The policing we saw at IMARC was unique in that it was well covered by multiple cameras – the vast amount of police misconduct occurs far away from public view in suburban or regional streets, homes and custody cells. For well over a decade, the Police Accountability Project, run by the Flemington and Kensington Community Legal Centre, has been tracking excessive use of force, racially discriminatory policing, unlawful strip searches and police duty failures when responding to family violence. The project has found that OC foam is being used by police and protective services officers almost routinely as a method to force people to comply with directions.
I think of John, an invalid pensioner in Preston, who was pepper-sprayed when he refused police directions to come out of his home. Three police officers were charged after his story broke in the national media. The week before the IMARC protests, more stories of police brutality emerged after a joint investigation from The Age and 60 Minutes, including that of a Warrnambool man who is now a quadriplegic after police allegedly dragged him from his home by his neck.
These, and many other cases over recent years, have highlighted the inability of Victoria’s Independent Broad-based Anti-corruption Commission (IBAC) to investigate allegations of police misconduct. Woefully under-resourced, it can investigate only about 2 per cent of the complaints it receives. This means that currently everything from deaths in custody to police shootings, allegations of racial abuse and sexual assault and the misuse of police weapons, such as OC spray, are being investigated by colleagues of the police involved.
Any allegations of human rights abuses that arise from the IMARC protest will almost certainly be investigated by other police and, as such, collusion, cover-ups and extraordinarily low substantiation rates will continue. It also means operational practices that may be unlawful, discriminatory or just unsafe – for both police and members of the public – persist unchanged.
Last year, a wide-ranging inquiry into police oversight in Victoria recommended the establishment of a police misconduct and corruption division within IBAC. It also called for an increase to IBAC’s powers. The parliamentary committee acknowledged the clear public interest in a complaint system where allegations of serious misconduct are independently investigated by trained and unbiased IBAC investigators, not by other police.
Fourteen months on, there has been no response from the Andrews Labor government.
Meanwhile, the Andrews government has provided extraordinary increases to the police budget since it was elected, overseeing a massive expansion in police numbers, capacity, weaponry and powers. And yet Premier Daniel Andrews seems resistant to the idea of strengthening the state’s police accountability system.

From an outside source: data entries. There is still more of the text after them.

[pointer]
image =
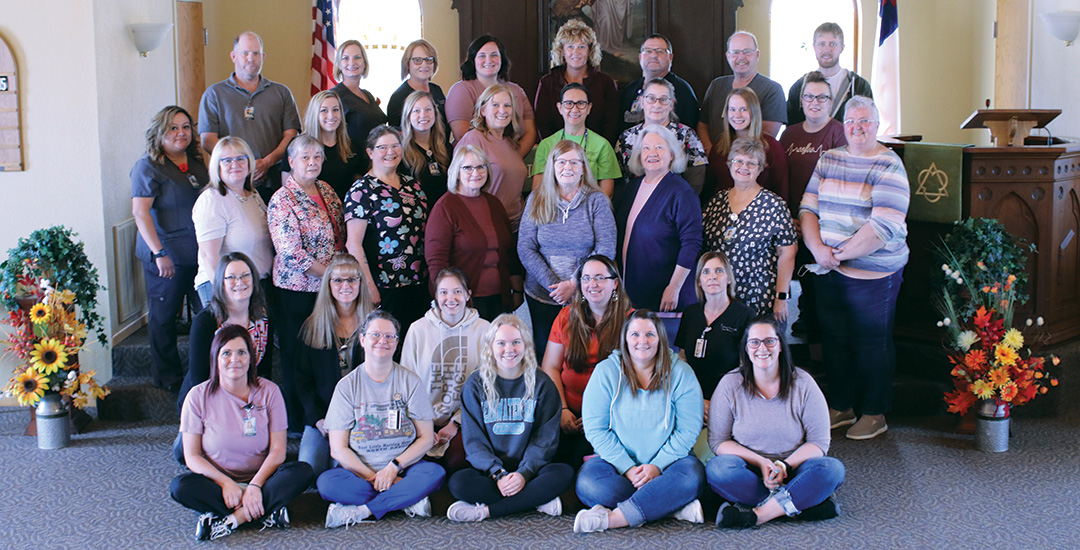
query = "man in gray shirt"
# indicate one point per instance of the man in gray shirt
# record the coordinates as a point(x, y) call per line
point(742, 56)
point(251, 107)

A responsible government – recognising that people have been injured, with an international student hospitalised and dozens of other citizens subjected to a painful chemical agent at the hands of its own police force – would have faced the media last week and reminded Victoria Police its actions and methods must be explicitly authorised by law and subject to review by a fully independent complaint and investigation body.
Why the Victorian government did not is a question we should all be asking.